(Riverport, NS, Canada) – Riverport students are saying no to television. Many students have agreed to turn off their sets for at least a few nights as part of the TV Busters program, designed to encourage them to find alternatives to television.
“It’s such a strong influence,” says teacher Tom Muise, who has been co-ordinating the program in schools for 10 years. While helping students become more selective viewers, TV Busters also creates opportunities for other activities, such as reading, hobbies, homework or physical activity.
“I think TV is the enemy of reading,” says Mr. Muise. “If people watch too much TV they forget what to do with their hands as well.”

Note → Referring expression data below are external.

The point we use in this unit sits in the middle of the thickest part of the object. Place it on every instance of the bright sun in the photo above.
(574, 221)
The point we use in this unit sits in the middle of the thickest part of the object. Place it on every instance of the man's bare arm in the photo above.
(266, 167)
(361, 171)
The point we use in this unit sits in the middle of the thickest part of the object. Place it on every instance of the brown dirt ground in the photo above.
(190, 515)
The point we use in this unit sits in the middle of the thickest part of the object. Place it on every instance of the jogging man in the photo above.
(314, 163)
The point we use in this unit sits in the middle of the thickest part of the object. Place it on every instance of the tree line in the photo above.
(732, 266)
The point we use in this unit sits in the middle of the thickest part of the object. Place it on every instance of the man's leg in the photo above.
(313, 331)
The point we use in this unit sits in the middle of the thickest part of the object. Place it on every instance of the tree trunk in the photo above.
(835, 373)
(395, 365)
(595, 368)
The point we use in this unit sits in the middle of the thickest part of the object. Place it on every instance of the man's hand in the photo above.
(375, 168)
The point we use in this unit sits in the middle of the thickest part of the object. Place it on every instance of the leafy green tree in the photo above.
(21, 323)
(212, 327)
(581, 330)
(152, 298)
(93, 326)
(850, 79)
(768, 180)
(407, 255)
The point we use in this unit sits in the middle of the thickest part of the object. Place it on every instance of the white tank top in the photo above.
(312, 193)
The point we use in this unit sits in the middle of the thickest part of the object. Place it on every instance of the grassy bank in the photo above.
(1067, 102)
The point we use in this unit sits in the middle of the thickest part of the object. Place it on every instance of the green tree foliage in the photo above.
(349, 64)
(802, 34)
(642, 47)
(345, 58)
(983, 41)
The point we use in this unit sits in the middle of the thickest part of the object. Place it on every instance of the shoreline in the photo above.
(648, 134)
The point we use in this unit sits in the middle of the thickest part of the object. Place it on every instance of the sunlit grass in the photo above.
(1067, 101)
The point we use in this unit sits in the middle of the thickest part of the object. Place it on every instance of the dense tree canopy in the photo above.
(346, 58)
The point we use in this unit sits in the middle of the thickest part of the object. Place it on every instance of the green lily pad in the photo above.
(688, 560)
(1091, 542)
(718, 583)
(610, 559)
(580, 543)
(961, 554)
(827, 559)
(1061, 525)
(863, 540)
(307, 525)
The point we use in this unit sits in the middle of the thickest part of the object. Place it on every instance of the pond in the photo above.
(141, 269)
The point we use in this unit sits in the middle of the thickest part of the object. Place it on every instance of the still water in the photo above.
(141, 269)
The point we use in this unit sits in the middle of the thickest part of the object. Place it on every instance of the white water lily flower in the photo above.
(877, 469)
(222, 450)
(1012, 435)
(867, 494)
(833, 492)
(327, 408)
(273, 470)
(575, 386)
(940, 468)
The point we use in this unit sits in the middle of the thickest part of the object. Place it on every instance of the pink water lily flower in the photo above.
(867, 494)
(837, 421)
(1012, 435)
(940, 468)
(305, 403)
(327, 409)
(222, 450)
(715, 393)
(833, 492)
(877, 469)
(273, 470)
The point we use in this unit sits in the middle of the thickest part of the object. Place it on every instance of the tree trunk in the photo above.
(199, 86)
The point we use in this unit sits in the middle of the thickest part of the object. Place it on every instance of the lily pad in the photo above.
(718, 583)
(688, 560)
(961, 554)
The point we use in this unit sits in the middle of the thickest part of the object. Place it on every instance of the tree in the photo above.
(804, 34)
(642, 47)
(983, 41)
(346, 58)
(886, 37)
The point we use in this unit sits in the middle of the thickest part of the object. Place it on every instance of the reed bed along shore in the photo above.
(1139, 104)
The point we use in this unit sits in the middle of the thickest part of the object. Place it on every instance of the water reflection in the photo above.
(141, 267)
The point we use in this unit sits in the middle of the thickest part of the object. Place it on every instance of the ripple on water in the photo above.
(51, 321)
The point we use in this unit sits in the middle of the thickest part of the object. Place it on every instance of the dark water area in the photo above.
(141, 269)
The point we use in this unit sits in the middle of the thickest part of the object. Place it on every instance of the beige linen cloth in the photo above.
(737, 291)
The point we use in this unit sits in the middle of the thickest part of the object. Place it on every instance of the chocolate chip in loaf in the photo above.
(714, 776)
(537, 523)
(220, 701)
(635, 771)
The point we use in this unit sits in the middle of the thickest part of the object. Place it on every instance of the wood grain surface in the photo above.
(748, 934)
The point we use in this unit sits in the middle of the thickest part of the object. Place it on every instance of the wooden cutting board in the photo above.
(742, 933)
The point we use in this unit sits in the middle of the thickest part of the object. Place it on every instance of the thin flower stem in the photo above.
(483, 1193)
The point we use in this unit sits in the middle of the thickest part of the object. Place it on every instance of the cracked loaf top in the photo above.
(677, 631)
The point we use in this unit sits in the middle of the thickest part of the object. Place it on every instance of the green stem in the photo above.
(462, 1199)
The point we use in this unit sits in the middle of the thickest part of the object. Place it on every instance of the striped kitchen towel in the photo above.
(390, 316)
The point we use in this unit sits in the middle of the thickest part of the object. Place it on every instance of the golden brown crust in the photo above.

Too much television can also have an adverse effect on a student’s ability to learn because it dulls creative skills, he says. Television is not like reading, which allows you to use imagination to form images. “TV takes that away from you.”
Mr. Muise first read about the program, now the largest of its kind in the world, 10 years ago when students in a fourth grade classroom in Minnesota gave up television for more than two months. Since then, he has been challenging students to do the same.
“There’s nothing wrong with television, but if people watch it all the time and they don’t develop their other skills and hobbies, then it’s a shame,” he says.
News and educational programs are permitted, in moderation, so Grade 6 student Matt Durnford was allowed to enter for the evening he watched a caribou special on the Nature of Things.
On evenings students don’t watch television, they fill out a ballot describing what they did instead, giving them an opportunity to win prizes ranging from books and stickers to 3-D glasses and dominos. During the first week of the two-week program, most of the school’s 110 students tuned out at least one night.
“They choose to participate. It’s completely voluntary,” says Mr. Muise. And those that did had no problem finding other activities to keep them busy.
Chris Silver, one of last week’s random winners, built a fort while Sonja Levy played with her sister, did homework and read. Bothers Michael and Alex Garland sorted their hockey cards, walked their dog, and went to church.
“It was easy for me and Michael because we don’t have cable,” says Alex, who’s in Grade Primary.
Many students did homework and read, while others visited a neighbour, drew, played the piano, helped make supper and split wood.
“It taught us that we could find other things to do,” says Daniele Mossman.